The postauricular incision is closed with a running locked 5–0 plain gut suture. Antibiotic ointment is applied to the incision, and mineral oil–impregnated cotton is placed in the postauricular sulcus, fossa triangularis, scaphoid fossa, concha cavum, and concha cymba ( Fig. 28.9 ). Fluffed cotton 4 × 4 gauze is secured over the ears with a circumferential dressing encompassing both ears.

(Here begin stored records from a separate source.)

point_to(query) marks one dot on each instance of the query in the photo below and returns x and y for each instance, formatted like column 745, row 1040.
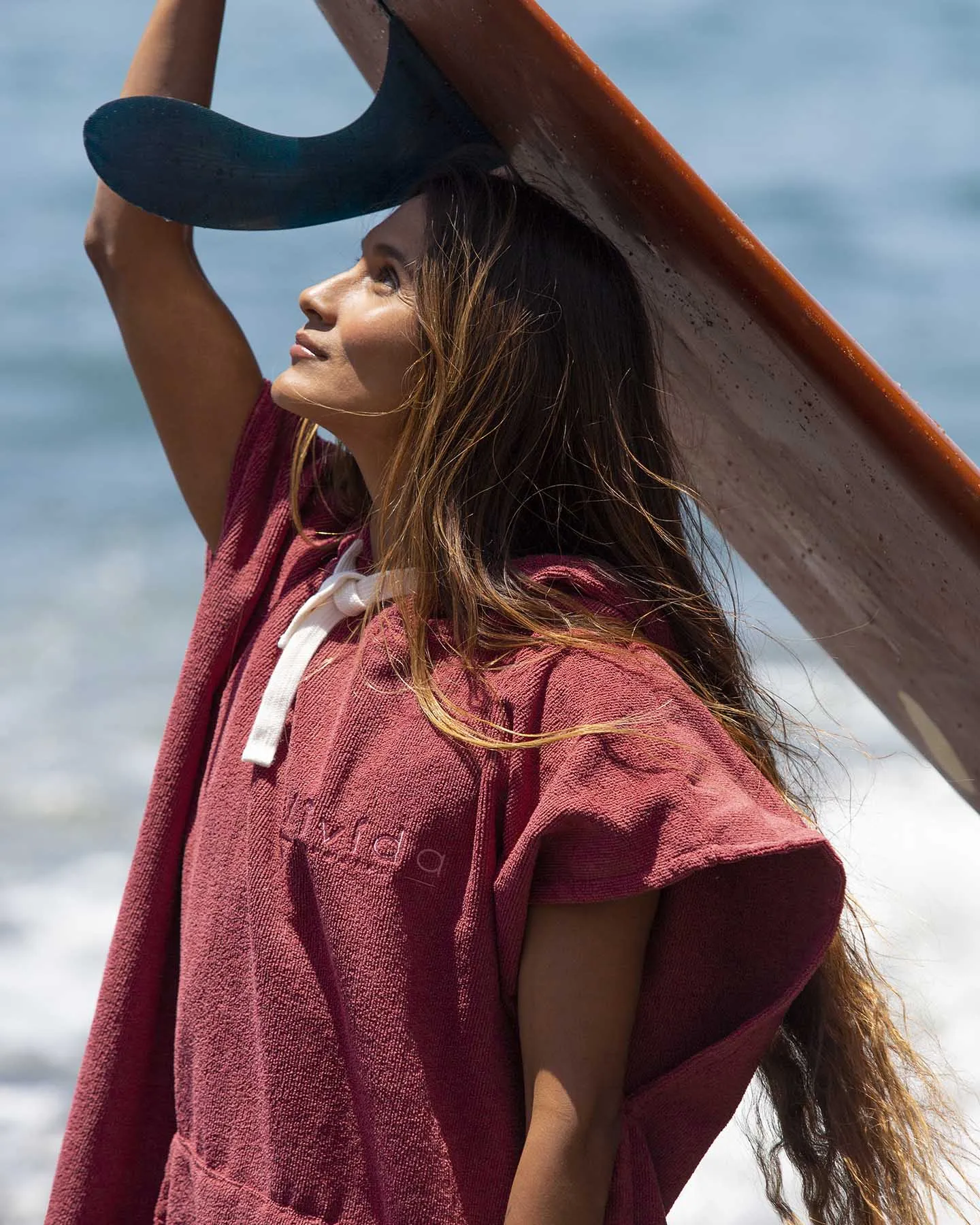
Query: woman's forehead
column 404, row 229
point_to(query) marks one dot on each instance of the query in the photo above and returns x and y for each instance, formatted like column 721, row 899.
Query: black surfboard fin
column 190, row 165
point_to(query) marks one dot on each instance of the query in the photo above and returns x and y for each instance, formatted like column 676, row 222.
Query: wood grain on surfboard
column 851, row 504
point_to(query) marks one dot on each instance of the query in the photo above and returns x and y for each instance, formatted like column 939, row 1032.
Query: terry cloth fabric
column 309, row 1006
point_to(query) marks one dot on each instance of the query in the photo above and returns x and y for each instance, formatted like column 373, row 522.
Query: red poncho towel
column 309, row 1006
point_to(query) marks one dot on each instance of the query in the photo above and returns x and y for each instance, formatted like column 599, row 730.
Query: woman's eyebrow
column 387, row 249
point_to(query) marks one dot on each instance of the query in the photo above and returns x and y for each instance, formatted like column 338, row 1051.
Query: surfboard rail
column 849, row 502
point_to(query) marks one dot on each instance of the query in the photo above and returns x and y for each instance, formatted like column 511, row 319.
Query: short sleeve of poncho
column 751, row 894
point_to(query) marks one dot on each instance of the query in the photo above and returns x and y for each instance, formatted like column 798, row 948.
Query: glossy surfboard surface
column 848, row 502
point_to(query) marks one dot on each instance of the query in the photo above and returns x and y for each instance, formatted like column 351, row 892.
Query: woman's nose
column 318, row 301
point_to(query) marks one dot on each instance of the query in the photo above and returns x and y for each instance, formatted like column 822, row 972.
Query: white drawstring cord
column 343, row 593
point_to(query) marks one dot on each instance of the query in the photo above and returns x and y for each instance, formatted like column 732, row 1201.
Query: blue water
column 845, row 136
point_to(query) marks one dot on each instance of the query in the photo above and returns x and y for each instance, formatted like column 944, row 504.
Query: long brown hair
column 534, row 424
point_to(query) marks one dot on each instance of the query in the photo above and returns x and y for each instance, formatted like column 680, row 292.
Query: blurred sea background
column 845, row 135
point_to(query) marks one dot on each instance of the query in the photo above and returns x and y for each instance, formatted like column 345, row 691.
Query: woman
column 470, row 888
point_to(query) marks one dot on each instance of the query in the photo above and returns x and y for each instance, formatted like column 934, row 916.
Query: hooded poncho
column 309, row 1006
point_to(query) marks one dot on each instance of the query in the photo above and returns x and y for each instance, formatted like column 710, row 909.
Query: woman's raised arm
column 195, row 368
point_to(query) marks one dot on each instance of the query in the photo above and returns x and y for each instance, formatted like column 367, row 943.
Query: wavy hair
column 534, row 424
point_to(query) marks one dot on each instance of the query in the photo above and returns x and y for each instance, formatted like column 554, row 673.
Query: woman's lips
column 306, row 348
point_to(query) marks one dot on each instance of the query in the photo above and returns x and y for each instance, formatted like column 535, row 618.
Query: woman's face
column 349, row 364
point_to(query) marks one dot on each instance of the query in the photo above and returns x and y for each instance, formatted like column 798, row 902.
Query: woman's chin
column 288, row 393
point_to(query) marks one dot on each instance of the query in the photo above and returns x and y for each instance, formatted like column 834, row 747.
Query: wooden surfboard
column 847, row 500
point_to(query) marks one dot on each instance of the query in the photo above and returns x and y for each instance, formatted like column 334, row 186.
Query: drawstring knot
column 346, row 592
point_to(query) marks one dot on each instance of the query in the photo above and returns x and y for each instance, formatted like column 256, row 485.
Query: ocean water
column 845, row 135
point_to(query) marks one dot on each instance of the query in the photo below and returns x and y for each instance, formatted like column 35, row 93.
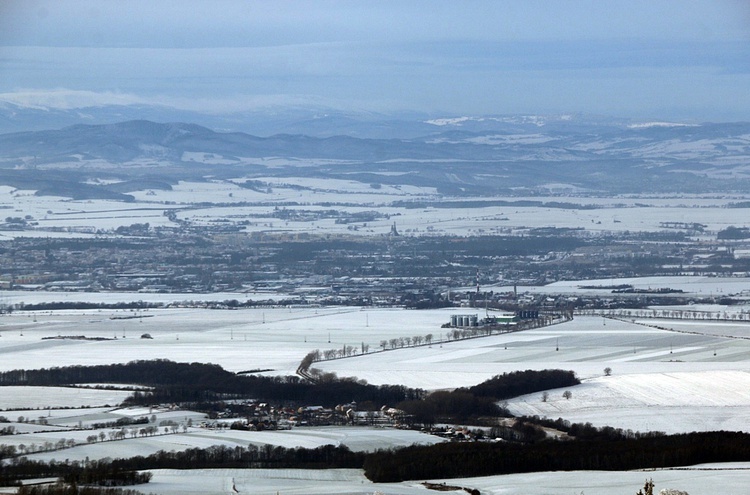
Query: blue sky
column 685, row 59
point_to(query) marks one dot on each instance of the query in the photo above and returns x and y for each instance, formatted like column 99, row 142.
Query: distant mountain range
column 462, row 156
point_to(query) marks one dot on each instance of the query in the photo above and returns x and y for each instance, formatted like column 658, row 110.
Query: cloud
column 67, row 99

Appropriate applications of elliptical dumbbell excision of posterior auricular skin, cauda helicis trimming, conchal reduction, posterior scoring, and mattress suturing will lead to excellent, anatomically correct–appearing ears with little to no evidence of surgical correction. The margins of the cartilage are realigned when cartilage excision is performed. The incision is on the medial surface of the protruding portion of the pinna and is invisible to observers ( Fig. 28.10 ; Fig. 28.11a,b ).